Leonard, L. (2000). Interpreting Female Genital Cutting: Moving Beyond the Impasse. Annual Review Of Sex Research, 11158.
Research/ Theory and Questions for Policy/Practice
In this piece, the author delves into opposing arguments regarding the right of individuals and/or activist groups to protest against African female genital cutting vs. groups who claim the ritual of cutting a cultural and religious allegiance to associated tribes. The point of Leonard’s publication is to move the current landscape of research beyond the impasse of whether genital cutting is wrong or right, and instead bring renewed perspective to the existing literature and approach the subject through revived lenses.
While the author largely notes that majority of academics have described genital cutting as weird, inhumane, or brutally abusive,he also brings to light relativists who argue such practices to be misunderstood and taken out of context by Western outsiders whom should leave the debate of “clitoredectomy” to Africa, him or herself.

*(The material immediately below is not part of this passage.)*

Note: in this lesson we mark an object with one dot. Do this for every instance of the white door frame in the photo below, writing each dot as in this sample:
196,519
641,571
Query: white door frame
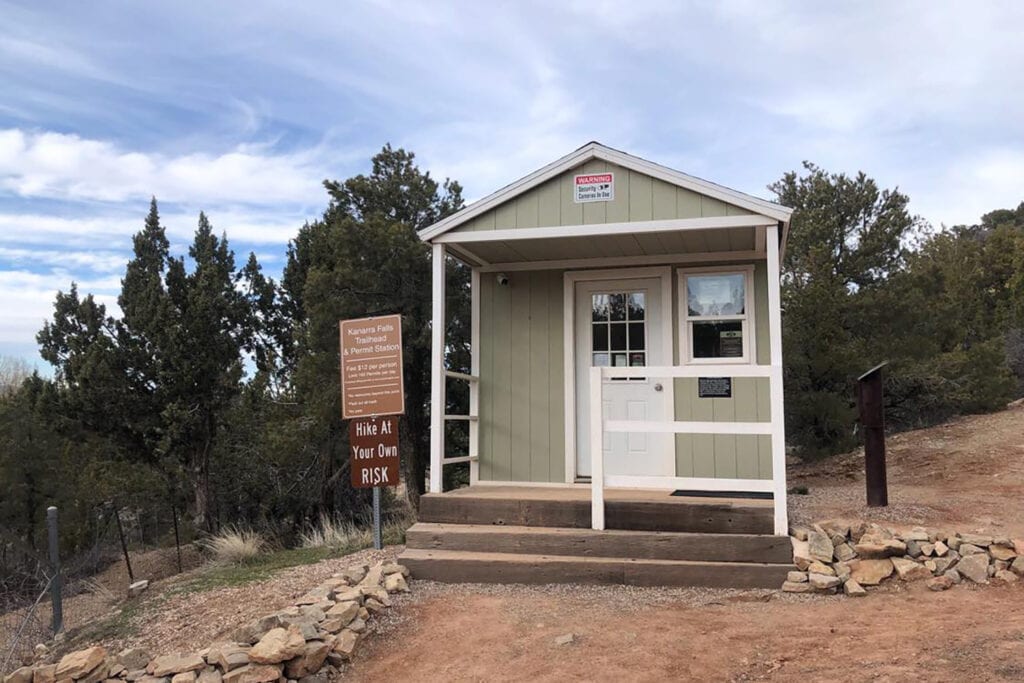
568,340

In all, I am understanding of the authors want to move past the impasse as well as cautioning academics from straying to soon to judge the practice and make correlations to patriarchy, oppression, etc. However, his proposal is to 1.) collect a greater amount of empirical data and 2.) understand the groundwork before attempting to explain with bias. His suggestions, are, in many parts what seems groups such as psychoanalytic’s, feminists, and human rights advocates have tried to do. So, in essence, it what Leonard aims to offer is in refining the work that has already been done, based on a larger sample of empirical data, and essentially further the discussion (or arguments) of wether genital cutting is an open forum capable of being addressed by Western natives.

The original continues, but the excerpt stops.